Diagnosi pre-impianto e procreazione assistita

Conoscere lo stato di salute dell'embrione fecondato prima che venga impiantato è un altro passo importante, ottenuto grazie alla Microarray Cgh (microarray comparative genomic hybridization), analisi tecnica che permette d'individuare e studiare tutti i cromosomi, verificando che nell'embrione siano presenti in numero corretto. Ma in cosa consiste esattamente la diagnosi pre-impianto? Ne ha parlato il presidente della Società italiana di conservazione della fertilità (ProFert), Andrea Borini, al Congresso nazionale di medicina della riproduzione di Riccione, spiegando che «è una tecnica al servizio della fecondazione assistita e, grazie a un'analisi genetica, permette di conoscere lo stato di salute dell'embrione prima che venga impiantato. Sulla base di questa analisi è possibile prevedere se l'embrione ha la possibilità di continuare a crescere una volta impiantato o se non è in grado di svilupparsi».
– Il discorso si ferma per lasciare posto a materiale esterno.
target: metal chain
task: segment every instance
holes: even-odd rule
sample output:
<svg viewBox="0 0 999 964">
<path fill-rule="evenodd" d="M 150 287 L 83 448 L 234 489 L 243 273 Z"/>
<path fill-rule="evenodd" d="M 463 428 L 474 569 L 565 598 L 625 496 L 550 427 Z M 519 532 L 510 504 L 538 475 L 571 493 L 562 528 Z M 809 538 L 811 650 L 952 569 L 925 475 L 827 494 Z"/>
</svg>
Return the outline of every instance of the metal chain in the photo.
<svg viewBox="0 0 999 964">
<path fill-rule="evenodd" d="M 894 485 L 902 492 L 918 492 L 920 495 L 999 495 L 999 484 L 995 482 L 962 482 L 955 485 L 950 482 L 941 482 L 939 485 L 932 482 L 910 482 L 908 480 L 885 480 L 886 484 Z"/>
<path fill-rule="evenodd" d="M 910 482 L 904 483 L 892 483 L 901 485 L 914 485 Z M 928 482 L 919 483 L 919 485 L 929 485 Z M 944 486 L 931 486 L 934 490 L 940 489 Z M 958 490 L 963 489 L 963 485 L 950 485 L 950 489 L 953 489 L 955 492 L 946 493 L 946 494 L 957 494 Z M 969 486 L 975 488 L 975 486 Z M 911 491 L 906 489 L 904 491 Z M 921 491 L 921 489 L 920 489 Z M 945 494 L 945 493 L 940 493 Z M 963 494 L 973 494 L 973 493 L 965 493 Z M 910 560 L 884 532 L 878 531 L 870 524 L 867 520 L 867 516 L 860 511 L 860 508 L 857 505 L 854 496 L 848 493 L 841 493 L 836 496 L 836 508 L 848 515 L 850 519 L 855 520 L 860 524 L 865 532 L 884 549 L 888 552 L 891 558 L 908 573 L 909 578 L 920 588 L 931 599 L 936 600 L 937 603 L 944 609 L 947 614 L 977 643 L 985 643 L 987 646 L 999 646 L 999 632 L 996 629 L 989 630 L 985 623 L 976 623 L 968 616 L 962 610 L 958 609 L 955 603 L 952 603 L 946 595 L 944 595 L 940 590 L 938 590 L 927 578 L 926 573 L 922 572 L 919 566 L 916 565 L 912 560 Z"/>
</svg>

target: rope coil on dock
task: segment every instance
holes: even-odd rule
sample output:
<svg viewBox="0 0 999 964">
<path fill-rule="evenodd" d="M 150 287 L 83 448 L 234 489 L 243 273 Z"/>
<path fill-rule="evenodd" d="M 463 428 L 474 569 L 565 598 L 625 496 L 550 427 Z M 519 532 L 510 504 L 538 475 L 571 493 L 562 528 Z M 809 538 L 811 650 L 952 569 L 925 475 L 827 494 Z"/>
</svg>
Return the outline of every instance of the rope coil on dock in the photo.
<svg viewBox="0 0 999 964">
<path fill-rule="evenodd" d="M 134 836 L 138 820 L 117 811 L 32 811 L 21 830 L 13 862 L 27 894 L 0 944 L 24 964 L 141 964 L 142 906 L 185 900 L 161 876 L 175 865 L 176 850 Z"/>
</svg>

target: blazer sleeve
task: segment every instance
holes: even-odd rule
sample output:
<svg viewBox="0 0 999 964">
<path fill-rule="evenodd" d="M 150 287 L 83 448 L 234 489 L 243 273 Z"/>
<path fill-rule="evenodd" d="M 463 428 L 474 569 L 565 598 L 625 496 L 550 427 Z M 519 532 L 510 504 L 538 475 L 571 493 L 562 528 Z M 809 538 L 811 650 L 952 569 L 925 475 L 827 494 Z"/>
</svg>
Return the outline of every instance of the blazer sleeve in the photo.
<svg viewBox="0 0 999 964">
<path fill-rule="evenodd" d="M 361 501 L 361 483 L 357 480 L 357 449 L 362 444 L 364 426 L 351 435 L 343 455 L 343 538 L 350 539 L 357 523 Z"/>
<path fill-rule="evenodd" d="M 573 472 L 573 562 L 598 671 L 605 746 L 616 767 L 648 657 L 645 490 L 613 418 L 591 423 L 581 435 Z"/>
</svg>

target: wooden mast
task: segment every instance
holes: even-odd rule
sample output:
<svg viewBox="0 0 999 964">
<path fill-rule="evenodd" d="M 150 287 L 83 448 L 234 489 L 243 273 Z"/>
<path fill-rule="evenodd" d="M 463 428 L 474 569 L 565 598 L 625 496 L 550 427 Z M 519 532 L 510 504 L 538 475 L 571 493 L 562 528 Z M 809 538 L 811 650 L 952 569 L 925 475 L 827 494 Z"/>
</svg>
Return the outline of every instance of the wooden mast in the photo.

Il procedimento prevede l'analisi di una cellula dell'embrione al terzo giorno della fecondazione (quando è costituito da 7-8 cellule) e consente d'avere un figlio sano senza dover affrontare la scelta dolorosa di un eventuale aborto terapeutico. Quando negli embrioni sono presenti cromosomi in più o in meno (una condizione chiamata aneuploidia) si è a rischio di aborto e, quindi, non vengono impiantati ma congelati, come previsto dalla legge 40.
È noto che l'incidenza d'anomalie cromosomiche è direttamente proporzionale all'età materna e si calcola che nelle donne tra 30 e 40 anni circa la metà degli embrioni presentano anomalie, mentre nelle donne sopra i 40 anni circa tre quarti degli embrioni non hanno il numero corretto di cromosomi. L'incidenza di embrioni aneuploidi aumenta proporzionalmente all'età della donna, con valori che vanno dal 63% tra i 36 - 37 anni di età e arrivano all'81% se più avanzata.
Al congresso sono state evidenziate, tra le cause di infertilità maschile anche il papilloma virus nel liquido seminale: nei soggetti fertili, nella percentuale del 2%, la presenza del virus può essere causa di aborti spontanei. Tuttavia gli studi sull'argomento sono solo agli inizi e sarà necessario più tempo per approfondire.
Il Papilloma virus ( Hpv) è il più diffuso agente infettivo trasmesso per via sessuale tra esseri umani. Può contagiare uomini e donne in una percentuale altissima: le ultime stime dicono che quasi il 70% della popolazione mondiale senza saperlo è portatore del virus. Esistono diversi ceppi di Papilloma virus e la maggior parte sono innocui, anche perché l'organismo è in grado di debellare i meno aggressivi nel giro di qualche anno. Resta, comunque, il preservativo il modo migliore per evitare la trasmissione del Papilloma virus durante i rapporti intimi con nuovi partner.